Patent Document 1: International Publication No. 2003/041478

Advances in high-density semiconductor devices have been remarkable, and it is required to mount high-performance semiconductor elements having a large external shape such as a large-capacity memory or application processor with higher precision than the conventional ones.

However, in the semiconductor device manufacturing apparatus proposed in Patent Document 1, the magnification of the CCD camera needs to be set to a low magnification because the semiconductor device having a large outline is recognized in one field of view. However, since the resolution of the image is lowered, there is a problem that the recognition precision is lowered and the deviation of the mounting accuracy is increased. For example, when a semiconductor device having a size of 12 mm x 12 mm is used and a CCD camera having a magnification of 0.3 times is used, the resolution per pixel is 12 to 15 mu m, Mu] m.

On the other hand, when it is intended to recognize a large semiconductor element 102 as a two-view field instead of a one-view field, the CCD camera 111 must be driven in order to recognize recognition marks individually. Therefore, the CCD camera 111 is held at a constant distance from the CCD camera 111 so as to keep the optical path length from the CCD camera 111 to the recognition mark 104 on the semiconductor element 102 constant. It needs to be driven. Therefore, the time until recognition is prolonged, and there is a problem in productivity.

In view of the above problems, an apparatus for manufacturing a semiconductor device of the present invention aims at providing a semiconductor device mounting apparatus capable of mounting a semiconductor element on a substrate in a very short time with very high accuracy even in a semiconductor device having a large external appearance .

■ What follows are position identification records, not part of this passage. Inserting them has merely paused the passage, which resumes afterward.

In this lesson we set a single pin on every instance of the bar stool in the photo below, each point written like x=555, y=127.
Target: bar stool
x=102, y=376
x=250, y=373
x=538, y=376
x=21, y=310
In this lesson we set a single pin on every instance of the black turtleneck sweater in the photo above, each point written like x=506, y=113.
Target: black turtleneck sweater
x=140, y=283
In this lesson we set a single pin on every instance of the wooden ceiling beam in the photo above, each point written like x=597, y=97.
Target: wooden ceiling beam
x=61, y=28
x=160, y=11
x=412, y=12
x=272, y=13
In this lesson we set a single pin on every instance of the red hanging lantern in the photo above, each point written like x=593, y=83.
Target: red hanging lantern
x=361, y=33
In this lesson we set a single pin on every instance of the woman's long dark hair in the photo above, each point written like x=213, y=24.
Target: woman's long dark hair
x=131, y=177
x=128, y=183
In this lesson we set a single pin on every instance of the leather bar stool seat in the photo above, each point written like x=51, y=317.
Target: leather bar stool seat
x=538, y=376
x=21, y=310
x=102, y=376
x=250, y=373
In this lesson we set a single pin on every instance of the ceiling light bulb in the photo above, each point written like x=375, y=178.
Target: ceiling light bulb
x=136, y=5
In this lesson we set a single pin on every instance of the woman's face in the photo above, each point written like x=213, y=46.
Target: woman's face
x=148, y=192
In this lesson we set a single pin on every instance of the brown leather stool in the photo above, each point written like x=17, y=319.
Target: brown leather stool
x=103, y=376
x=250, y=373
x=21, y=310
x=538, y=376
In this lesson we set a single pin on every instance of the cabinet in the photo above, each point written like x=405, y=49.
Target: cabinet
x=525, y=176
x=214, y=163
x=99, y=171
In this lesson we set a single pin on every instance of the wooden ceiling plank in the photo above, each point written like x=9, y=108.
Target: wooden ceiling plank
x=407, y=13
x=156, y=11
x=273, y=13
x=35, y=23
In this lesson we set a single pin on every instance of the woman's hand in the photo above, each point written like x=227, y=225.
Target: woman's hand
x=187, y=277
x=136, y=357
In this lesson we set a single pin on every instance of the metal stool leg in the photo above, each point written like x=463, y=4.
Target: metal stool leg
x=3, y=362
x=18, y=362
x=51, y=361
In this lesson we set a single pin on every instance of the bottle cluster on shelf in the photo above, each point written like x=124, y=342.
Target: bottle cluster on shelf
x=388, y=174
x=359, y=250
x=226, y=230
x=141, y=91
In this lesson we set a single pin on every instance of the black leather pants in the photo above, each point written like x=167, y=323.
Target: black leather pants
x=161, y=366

In order to achieve the above object, an apparatus for manufacturing a semiconductor device according to an aspect of the present invention is a semiconductor device manufacturing apparatus that mounts a mounted member on which a plurality of alignment marks for alignment are formed, onto a substrate via a bonding layer using a mounting head A semiconductor device manufacturing apparatus comprising: a suction holding member for holding and holding the mounted member in contact with a surface on which the recognition mark is formed; a first heating device for heating the mounted member held by the suction holding member; An image recognition device for simultaneously recognizing the recognition mark of the member to be packaged on the outside of the mounting head to acquire image recognition information; A plurality of optical components for simultaneously delivering the image information of the mark to the image recognition device; Based on the information, and comprising a position calculation for obtaining the position of the to-be-mounting member, the plurality of optical elements are all fixed on the same plane on a single base.

According to this aspect of the present invention, even a semiconductor device having a large external shape can be mounted on a substrate in a very short time with very high accuracy.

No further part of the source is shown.